A service animal means any dog that is individually trained to do work or perform tasks for the benefit of an individual with a disability, including a physical, sensory, psychiatric, intellectual, or other mental disability. Tasks performed can include, among other things, pulling a wheelchair, retrieving dropped items, alerting a person to a sound, or reminding a person to take medication.

Emotional support animals, comfort animals, and therapy dogs are not service animals under Title II and Title III of the ADA. Other species of animals, whether wild or domestic, trained or untrained, are not considered service animals either. The work or tasks performed by a service animal must be directly related to the individual’s disability. It does not matter if a person has a note from a doctor that states that the person has a disability and needs to have the animal for emotional support. A doctor’s letter does not turn an animal into a service animal.

While Emotional Support Animals or Comfort Animals are often used as part of a medical treatment plan as therapy animals, they are not considered service animals under the ADA.

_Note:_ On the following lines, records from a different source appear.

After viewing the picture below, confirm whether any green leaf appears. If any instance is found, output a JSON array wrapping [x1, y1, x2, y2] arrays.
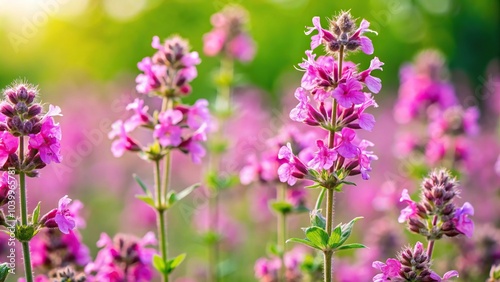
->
[[270, 201, 293, 214], [337, 243, 366, 251], [339, 216, 363, 245], [286, 238, 320, 250], [306, 226, 328, 250], [135, 195, 156, 209], [328, 226, 342, 249], [266, 243, 282, 256], [167, 254, 186, 274], [310, 210, 326, 229], [132, 173, 151, 196], [176, 183, 200, 201], [153, 254, 167, 273], [31, 202, 42, 225]]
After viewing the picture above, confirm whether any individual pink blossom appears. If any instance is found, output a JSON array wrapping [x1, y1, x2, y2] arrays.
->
[[453, 202, 474, 238], [358, 57, 384, 93], [332, 78, 365, 108], [337, 127, 358, 158], [135, 57, 167, 94], [0, 131, 19, 167], [290, 87, 309, 122], [307, 140, 337, 170], [398, 189, 418, 223], [29, 117, 62, 164], [54, 195, 76, 234], [372, 258, 401, 282], [154, 110, 184, 147], [187, 99, 210, 130]]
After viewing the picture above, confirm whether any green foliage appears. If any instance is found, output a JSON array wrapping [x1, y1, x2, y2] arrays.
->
[[287, 215, 365, 252]]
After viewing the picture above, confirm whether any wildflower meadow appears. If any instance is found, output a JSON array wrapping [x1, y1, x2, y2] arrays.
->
[[0, 0, 500, 282]]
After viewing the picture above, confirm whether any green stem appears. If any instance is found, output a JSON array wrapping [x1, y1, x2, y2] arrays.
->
[[277, 184, 287, 282], [427, 215, 438, 261], [323, 251, 332, 282], [314, 188, 327, 210], [19, 136, 33, 282]]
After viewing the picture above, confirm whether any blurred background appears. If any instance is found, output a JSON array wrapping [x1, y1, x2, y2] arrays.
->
[[0, 0, 500, 281]]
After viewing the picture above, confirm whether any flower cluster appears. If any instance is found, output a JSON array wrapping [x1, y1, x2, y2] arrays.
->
[[203, 5, 255, 62], [135, 36, 201, 97], [399, 170, 474, 240], [0, 83, 62, 177], [279, 13, 383, 188], [85, 232, 156, 282], [372, 242, 458, 282], [108, 99, 210, 163], [394, 50, 479, 165]]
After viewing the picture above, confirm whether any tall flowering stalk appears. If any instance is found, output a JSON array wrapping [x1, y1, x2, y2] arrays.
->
[[0, 82, 76, 282], [109, 36, 209, 281], [278, 12, 383, 282], [373, 169, 474, 282], [203, 5, 255, 281]]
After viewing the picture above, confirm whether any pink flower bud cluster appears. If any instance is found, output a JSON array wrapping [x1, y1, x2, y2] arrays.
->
[[203, 5, 255, 62], [278, 13, 383, 187], [0, 83, 62, 177], [399, 170, 474, 240]]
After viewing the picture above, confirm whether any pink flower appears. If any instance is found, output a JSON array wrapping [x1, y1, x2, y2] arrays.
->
[[336, 127, 358, 158], [358, 57, 384, 93], [125, 98, 150, 129], [154, 110, 184, 147], [135, 57, 167, 94], [332, 78, 365, 108], [108, 120, 140, 158], [29, 117, 62, 164], [430, 270, 458, 282], [290, 87, 309, 122], [372, 258, 401, 282], [398, 189, 418, 223], [453, 202, 474, 238], [307, 140, 337, 170], [187, 99, 210, 130], [0, 131, 19, 167]]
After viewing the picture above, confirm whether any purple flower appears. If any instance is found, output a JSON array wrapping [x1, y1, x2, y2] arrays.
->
[[430, 270, 458, 282], [29, 117, 62, 164], [154, 110, 184, 147], [359, 140, 378, 180], [307, 140, 337, 170], [398, 189, 418, 223], [125, 98, 150, 129], [108, 120, 141, 158], [187, 99, 210, 130], [0, 131, 19, 167], [278, 143, 297, 186], [453, 202, 474, 238], [290, 87, 309, 122], [337, 127, 358, 158], [358, 57, 384, 93], [372, 258, 401, 282], [135, 57, 167, 94], [332, 78, 365, 108]]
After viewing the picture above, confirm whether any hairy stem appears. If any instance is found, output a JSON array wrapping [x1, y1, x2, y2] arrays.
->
[[19, 136, 33, 282], [427, 215, 438, 261], [277, 184, 287, 282]]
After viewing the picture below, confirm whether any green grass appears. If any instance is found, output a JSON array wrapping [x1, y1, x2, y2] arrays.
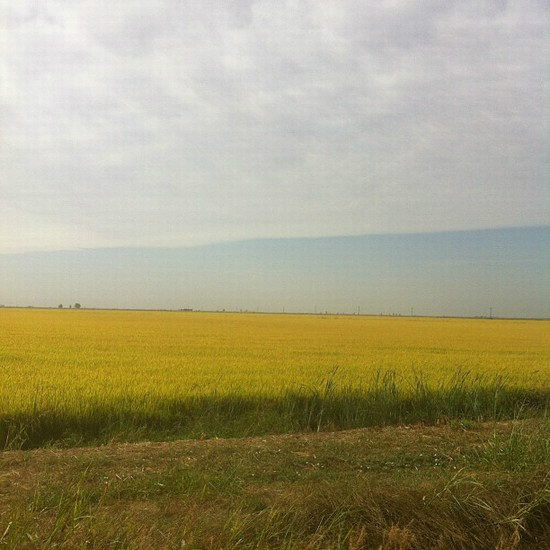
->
[[0, 419, 550, 550], [0, 372, 550, 449]]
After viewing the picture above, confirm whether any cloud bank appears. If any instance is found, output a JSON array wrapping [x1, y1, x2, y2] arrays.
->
[[0, 0, 550, 252]]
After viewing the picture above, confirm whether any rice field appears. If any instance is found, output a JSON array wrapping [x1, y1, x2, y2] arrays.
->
[[0, 308, 550, 448]]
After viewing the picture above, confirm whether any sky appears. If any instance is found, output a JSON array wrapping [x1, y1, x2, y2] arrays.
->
[[0, 0, 550, 316], [0, 0, 550, 253], [0, 226, 550, 318]]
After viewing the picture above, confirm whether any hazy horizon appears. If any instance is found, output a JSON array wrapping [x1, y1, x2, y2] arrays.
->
[[0, 0, 550, 252], [0, 226, 550, 317]]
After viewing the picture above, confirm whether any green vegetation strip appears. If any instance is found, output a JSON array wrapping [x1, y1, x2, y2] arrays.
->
[[0, 418, 550, 550], [0, 372, 550, 450]]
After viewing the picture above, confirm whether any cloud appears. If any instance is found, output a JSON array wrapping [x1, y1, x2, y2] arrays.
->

When a person with a service animal enters a public facility or place of public accommodation, the person cannot be asked about the nature or extent of his disability. Only two questions may be asked:

  1. Is the animal required because of a disability?
  2. What work or task has the animal been trained to perform?

A public accommodation or facility is not allowed to ask for documentation or proof that the animal has been certified, trained or licensed as a service animal.

If a service animal behaves in an unacceptable way and the person with a disability does not control the animal, a business or other entity does not have to allow the animal onto its premises.